Sixteen World War II veterans are crossing the Atlantic on this Memorial Day traveling to Europe.
They’ll take part in activities in France to mark the 75th anniversary of D-Day and the battle of Normandy.
“The bullets are all around me and no bullet found my name,” D-Day Survivor Frank DeVita said.
Nearly 75 years ago Frank Devita landed on Omaha Beach in Normandy, France on D-Day….and witnessed his comrades falling around him.
“Why am I alive and they’re dead. Why? I don’t know. I had a guilty conscience my whole life,” DeVita said.
He was just 19 years old, today he’s 94. He only started talking about what he witnessed five years ago.
“They were 18, 19, 20 years old. They were too young to drink. Too young to vote, but they weren’t too young to die,” DeVita said.
Ninety-nine year old Steve Melnikoff also survived the invasion that began the liberation of Western Europe from the Nazis. He was shot in the neck 11 days later but after treatment, returned to fight.
“I am a combat infantryman. I was there the whole time. I was there at the end of the war. I was in combat 335 days,” Melnikoff said.

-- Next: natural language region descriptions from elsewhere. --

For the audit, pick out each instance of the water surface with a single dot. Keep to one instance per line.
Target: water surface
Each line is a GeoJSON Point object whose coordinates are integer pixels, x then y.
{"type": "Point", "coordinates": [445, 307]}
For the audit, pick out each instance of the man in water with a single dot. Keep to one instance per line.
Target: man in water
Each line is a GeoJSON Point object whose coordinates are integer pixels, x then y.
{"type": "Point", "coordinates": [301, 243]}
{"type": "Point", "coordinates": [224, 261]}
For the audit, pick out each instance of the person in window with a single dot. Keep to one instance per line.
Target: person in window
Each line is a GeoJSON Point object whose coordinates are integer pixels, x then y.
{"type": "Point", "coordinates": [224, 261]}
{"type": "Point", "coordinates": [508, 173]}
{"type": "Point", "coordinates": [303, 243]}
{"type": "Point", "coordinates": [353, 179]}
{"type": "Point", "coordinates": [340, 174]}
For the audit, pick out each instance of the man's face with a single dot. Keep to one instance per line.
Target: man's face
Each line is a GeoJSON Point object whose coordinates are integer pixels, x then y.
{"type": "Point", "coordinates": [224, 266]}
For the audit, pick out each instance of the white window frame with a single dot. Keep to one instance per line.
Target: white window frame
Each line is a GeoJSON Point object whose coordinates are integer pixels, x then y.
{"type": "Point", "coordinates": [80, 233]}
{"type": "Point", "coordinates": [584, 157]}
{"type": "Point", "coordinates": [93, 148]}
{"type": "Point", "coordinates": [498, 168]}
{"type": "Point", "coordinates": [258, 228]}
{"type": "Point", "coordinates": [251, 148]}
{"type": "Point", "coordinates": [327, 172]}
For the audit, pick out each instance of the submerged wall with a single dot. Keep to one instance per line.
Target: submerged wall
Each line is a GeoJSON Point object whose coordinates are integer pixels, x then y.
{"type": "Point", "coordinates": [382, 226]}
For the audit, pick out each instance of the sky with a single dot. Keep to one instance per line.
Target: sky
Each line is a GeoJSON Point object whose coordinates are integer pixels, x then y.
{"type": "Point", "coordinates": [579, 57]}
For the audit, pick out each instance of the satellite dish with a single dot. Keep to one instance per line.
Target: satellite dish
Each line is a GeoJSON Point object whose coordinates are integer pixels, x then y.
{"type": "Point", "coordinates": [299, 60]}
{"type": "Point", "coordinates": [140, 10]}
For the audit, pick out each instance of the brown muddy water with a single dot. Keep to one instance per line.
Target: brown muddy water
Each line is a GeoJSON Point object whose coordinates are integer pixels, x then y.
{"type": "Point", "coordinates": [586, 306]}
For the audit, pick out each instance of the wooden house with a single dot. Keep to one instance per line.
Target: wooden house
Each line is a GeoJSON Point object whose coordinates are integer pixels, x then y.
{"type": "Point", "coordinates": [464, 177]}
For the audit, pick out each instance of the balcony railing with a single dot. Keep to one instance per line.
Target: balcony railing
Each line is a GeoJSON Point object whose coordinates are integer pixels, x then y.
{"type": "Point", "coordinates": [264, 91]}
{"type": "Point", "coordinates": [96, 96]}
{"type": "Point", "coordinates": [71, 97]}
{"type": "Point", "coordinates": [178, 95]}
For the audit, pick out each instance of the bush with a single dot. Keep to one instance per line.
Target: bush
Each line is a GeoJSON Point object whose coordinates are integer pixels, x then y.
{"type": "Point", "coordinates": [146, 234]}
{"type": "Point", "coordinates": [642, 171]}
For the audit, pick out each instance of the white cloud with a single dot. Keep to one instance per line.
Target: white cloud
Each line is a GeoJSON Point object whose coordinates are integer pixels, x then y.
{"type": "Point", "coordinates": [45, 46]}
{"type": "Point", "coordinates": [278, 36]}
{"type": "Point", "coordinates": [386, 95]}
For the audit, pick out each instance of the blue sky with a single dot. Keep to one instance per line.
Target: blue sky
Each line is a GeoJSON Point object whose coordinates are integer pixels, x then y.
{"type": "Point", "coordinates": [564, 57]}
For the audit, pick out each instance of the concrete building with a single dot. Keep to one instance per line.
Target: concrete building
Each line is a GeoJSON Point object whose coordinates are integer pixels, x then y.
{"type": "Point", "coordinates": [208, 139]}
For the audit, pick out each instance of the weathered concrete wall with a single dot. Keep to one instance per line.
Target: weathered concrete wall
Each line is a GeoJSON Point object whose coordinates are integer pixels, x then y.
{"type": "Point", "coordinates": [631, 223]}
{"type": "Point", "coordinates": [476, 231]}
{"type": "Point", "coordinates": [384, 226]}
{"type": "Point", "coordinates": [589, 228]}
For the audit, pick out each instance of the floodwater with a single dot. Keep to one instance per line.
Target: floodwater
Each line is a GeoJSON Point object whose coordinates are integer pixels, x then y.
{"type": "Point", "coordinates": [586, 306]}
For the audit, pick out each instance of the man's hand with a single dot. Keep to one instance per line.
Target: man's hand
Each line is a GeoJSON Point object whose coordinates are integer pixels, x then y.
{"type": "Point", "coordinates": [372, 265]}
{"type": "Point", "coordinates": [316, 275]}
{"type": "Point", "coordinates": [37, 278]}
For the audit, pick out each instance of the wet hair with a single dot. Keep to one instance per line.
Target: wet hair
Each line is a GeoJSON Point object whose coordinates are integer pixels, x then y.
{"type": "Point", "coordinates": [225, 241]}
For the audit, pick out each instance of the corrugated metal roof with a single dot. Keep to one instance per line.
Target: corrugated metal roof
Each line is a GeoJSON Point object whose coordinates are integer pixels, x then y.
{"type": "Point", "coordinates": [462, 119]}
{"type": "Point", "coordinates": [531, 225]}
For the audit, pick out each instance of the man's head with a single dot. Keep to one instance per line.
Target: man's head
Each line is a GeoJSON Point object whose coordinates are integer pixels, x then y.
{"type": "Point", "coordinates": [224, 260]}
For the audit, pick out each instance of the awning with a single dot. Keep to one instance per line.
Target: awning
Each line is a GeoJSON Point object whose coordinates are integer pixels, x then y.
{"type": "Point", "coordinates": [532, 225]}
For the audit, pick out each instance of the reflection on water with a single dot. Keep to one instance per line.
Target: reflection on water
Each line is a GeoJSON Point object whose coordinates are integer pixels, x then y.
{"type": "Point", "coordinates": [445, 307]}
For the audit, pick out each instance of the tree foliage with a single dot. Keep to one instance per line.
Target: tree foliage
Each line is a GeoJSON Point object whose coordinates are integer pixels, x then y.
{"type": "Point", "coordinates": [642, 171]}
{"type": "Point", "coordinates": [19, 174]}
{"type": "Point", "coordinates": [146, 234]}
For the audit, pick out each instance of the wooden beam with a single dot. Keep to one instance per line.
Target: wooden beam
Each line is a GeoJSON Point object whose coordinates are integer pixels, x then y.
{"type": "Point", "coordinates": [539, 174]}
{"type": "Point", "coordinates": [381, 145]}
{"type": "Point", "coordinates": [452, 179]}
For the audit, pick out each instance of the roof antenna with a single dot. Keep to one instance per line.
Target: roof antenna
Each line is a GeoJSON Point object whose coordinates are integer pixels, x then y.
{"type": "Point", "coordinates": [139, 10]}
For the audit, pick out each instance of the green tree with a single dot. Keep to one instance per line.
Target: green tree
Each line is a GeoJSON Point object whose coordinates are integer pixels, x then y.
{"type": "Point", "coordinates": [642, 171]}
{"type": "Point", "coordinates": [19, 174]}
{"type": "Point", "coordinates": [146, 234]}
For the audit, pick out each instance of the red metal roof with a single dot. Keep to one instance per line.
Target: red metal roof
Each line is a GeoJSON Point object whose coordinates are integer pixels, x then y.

They’re part of a group of 16 WWII veterans sailing aboard the Queen Mary 2 this week.
The veterans are traveling from Brooklyn, New York to England on their seven-night transatlantic journey.
The men will head to Normandy to take part in events marking the 75th anniversary of D-Day on June 6th. And to honor the more than 400 thousand Americans who died in the war.
“People say to me you’re a hero. I says I’m not a hero. Those guys in the grave. They’re my heroes. They gave their life for their country,” DeVita said.
They may not consider themselves heroes but the greatest generation fought to secure freedom for generations to come.
The ship’s operator, Cunard, had an important role during WWII. The liners Queen Mary and Queen Elizabeth transported more than 1 and a half million servicemen across the Atlantic.